The in-depth classification performance of the model can be visualised using confusion matrix. From Fig. 3, it can be shown that the confusion occurs on class P0-Normal, P8-Notch and P13-Flicker with harmonics. Class P0-Normal is having confusion with Class P13-Sag with Harmonics. There is only slight difference in the boundary while defining normal class and sag or swell disturbance class. Higher level of noise can easily disrupt the average magnitude signal. The confusion of slow disturbance class can be explained with higher resemblance of high noise signals with the harmonics classes. However, it can be noticed that the fast transient class P8-Notch is having high confusion of 0.26 with slow transient class P15-Sag with harmonics. This shows that the performance of Deep CNN can be seriously impacted with disturbance across different frequencies. The confusion of class P13-Flicker with harmonics with class P5-Spike and P6-Harmonics again showing the confusion of this classifier across fast and slow transient disturbances.
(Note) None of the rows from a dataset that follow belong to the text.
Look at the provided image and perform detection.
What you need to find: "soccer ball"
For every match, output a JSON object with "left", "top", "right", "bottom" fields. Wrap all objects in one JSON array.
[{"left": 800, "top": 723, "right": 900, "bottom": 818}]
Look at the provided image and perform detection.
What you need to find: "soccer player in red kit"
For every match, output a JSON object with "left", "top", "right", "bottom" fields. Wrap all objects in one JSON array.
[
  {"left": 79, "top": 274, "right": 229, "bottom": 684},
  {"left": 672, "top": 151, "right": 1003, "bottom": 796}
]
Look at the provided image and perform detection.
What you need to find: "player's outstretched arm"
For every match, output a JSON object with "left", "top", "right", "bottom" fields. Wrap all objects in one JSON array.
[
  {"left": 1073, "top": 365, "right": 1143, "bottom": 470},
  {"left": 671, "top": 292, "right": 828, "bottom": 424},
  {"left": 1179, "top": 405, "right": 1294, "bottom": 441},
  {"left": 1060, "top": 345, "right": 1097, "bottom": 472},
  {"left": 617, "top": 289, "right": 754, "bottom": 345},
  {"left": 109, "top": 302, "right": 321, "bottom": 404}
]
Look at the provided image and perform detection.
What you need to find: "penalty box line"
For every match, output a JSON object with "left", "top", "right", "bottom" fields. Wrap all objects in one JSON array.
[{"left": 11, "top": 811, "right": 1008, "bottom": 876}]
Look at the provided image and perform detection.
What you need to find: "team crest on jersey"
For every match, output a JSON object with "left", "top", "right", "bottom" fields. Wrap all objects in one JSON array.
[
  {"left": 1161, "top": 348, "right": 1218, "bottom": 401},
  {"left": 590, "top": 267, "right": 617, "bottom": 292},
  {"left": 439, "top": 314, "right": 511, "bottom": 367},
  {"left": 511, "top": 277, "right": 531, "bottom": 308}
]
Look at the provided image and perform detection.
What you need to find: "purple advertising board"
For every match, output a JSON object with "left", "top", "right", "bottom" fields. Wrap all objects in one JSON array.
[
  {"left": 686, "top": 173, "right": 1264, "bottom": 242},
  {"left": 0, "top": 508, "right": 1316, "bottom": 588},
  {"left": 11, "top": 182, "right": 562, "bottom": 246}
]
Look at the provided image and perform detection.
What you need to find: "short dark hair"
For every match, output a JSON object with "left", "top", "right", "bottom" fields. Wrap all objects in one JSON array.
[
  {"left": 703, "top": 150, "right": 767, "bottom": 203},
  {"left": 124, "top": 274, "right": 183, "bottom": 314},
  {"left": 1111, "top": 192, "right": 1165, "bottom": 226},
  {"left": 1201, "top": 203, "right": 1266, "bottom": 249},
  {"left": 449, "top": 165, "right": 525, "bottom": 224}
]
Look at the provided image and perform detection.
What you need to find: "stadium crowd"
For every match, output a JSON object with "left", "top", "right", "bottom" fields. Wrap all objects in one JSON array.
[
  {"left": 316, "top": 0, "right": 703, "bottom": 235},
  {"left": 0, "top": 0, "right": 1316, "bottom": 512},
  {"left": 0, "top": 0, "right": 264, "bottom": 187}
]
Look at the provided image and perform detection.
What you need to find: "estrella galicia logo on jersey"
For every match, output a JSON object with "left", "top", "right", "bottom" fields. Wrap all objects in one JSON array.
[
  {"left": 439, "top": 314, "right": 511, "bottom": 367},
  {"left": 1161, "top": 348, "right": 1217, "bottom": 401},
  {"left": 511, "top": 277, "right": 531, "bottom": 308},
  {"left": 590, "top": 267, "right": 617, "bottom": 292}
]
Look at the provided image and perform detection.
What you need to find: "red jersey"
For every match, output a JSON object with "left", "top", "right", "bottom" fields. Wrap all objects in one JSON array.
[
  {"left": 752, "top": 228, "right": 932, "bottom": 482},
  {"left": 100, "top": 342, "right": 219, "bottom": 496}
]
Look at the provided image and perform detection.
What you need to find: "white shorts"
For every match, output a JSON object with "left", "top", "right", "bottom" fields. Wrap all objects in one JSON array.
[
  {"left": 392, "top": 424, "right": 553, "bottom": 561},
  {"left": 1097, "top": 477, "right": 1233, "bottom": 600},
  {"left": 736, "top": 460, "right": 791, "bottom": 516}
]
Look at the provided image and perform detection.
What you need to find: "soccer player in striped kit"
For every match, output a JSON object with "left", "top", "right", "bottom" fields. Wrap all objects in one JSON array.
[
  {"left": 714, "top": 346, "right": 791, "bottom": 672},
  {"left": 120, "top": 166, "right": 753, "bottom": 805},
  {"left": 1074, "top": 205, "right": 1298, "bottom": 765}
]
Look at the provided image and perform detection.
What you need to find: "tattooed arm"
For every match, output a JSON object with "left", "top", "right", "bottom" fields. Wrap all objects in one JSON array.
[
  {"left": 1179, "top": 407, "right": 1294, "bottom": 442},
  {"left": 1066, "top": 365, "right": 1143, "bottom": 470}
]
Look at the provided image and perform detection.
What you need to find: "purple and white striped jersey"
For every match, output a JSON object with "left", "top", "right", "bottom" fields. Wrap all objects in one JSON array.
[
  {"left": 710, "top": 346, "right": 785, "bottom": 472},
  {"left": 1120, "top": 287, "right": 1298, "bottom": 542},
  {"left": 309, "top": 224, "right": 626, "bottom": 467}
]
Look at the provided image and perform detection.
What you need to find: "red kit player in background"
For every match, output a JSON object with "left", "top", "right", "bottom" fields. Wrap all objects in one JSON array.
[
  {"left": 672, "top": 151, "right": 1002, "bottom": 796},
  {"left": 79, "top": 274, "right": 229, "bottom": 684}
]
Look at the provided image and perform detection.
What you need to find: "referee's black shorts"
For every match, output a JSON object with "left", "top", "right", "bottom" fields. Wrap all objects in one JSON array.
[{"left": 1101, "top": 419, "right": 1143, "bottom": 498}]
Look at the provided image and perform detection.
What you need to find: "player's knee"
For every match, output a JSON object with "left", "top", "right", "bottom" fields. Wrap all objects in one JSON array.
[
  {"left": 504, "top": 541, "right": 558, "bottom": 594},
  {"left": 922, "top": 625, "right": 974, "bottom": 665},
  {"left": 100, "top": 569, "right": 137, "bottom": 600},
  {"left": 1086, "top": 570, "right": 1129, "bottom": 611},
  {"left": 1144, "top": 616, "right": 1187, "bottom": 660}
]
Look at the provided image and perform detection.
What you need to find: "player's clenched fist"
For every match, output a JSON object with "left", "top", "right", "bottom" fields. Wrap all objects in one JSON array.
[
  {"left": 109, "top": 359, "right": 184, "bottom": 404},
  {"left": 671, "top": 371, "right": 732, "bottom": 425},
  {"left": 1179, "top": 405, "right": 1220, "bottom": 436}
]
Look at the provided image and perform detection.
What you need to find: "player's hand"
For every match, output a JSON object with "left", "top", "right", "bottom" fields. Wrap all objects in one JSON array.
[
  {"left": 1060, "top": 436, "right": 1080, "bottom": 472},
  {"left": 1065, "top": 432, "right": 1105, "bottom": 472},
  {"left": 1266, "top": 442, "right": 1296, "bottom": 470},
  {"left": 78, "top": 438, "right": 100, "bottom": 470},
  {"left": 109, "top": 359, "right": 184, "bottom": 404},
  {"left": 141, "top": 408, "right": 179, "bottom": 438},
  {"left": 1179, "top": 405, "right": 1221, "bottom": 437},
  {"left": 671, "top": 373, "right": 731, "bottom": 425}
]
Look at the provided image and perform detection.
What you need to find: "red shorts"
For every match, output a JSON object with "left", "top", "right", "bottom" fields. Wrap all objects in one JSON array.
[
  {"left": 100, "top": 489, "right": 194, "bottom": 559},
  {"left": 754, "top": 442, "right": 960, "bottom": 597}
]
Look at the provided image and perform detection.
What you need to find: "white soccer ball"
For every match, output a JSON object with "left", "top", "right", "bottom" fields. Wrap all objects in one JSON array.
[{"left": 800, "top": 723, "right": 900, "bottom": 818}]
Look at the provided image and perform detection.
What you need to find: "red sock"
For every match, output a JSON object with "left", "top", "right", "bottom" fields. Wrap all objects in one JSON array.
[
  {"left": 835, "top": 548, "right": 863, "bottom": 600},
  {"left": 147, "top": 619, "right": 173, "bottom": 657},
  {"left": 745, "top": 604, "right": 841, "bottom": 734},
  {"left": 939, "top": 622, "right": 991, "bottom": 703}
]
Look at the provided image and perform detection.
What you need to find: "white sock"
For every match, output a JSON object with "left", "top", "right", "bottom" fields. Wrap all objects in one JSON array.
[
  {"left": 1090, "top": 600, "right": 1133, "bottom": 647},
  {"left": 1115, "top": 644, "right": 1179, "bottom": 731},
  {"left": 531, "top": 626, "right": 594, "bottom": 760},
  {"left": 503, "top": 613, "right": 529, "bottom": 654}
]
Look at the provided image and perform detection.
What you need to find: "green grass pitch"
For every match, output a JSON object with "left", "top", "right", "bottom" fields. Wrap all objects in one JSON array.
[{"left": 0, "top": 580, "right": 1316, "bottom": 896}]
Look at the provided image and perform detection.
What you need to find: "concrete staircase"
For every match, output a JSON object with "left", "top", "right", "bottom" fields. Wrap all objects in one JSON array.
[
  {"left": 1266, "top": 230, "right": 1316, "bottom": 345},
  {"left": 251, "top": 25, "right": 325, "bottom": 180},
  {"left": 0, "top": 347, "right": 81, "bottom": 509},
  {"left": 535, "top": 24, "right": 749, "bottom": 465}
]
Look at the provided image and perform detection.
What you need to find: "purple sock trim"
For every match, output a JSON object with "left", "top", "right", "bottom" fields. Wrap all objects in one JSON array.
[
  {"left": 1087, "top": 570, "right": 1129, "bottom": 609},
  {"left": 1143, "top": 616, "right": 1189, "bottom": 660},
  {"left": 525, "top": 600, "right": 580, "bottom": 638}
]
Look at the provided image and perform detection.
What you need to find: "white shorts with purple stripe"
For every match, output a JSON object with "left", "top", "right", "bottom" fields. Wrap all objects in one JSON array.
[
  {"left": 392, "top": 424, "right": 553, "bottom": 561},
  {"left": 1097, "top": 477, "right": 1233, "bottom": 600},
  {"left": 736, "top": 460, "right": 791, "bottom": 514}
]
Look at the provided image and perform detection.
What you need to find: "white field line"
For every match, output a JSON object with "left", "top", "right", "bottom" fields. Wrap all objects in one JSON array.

The confusion matrix of the WT-SFA LSTM model tested with 20 dB SNR AWGN is as shown in Fig. 4. From the confusion matrix, it can be noticed that class P0-Normal, P8-Notch, and P9-Flicker is having higher classification confusion with another class. It can be noticed that the classification of class P0 and P9 is having higher confusion with class P10-Sag with Harmonics, that is, 0.23 and 0.12, respectively. Both classes (P9 and P13) are categorised under slow transient disturbance. Class flicker can only be detected with multiple periods of waveforms. The confusion of class P0 and P9 is due to high noise condition resembles the condition of higher level of harmonics. The confusion on class P8-Notch with class P15-Flicker with Swell also occur in the proposed method, but with 38% improvement, that is, from confusion of 0.26 to only 0.16 in the WT-SFA LSTM model as compared to deep CNN model. This shows that the MSD splitting the signal into multiple frequency bands is contributing in the generalisation of classifying PQDs under different frequency bands.

Fig. 4
figure 4

Confusion matrix for WT-SFA LSTM model at 20 dB SNR AWGN test

4.3 Model complexity analysis

The model complexity comparison is shown in Table 6. From the comparison, it can be noticed that the proposed WT-SFA LSTM model is having the highest classification accuracy of 91.78% on high noise 20 dB SNR AWGN test. Although the current model has 272 thousand number of parameters and the model size of 1.069 MB is the highest among the models, the time required for each epoch of training is still kept at 34 s, which is comparatively low for an improved performance on high noise condition.

5 Conclusion

Automatic feature extraction is a vital process for accurate PQD detection and classification. In this paper, a novel model consisting wavelet transform, attention mechanism and LSTM is proposed. Multi-level signal decomposition using wavelet transform decompose signals into different frequency components. Results shows that wavelet transform helps in improving overall classification accuracy across different noise levels. The classification accuracy under the highest noise levels improved from 88.48 to 89.77%. Two attention mechanism has been examined, that is, temporal feature attention (TFA) and spatial feature attention (SFA). The classification performance of TFA and SFA under 20 dB SNR AWGN are 89.87% and 91.78%, respectively, which proves increased classification performance under high noise condition. The proposed model has also been bench-mark with state-of-the-art deep CNN model, which shows better performance under high noise condition. Model complexity of the model has also been compared in the experiment. For the future work, the model can be further simplify by simplifying the feature align layer, and LSTM layer can be replaced with transformer which comes with attention mechanism.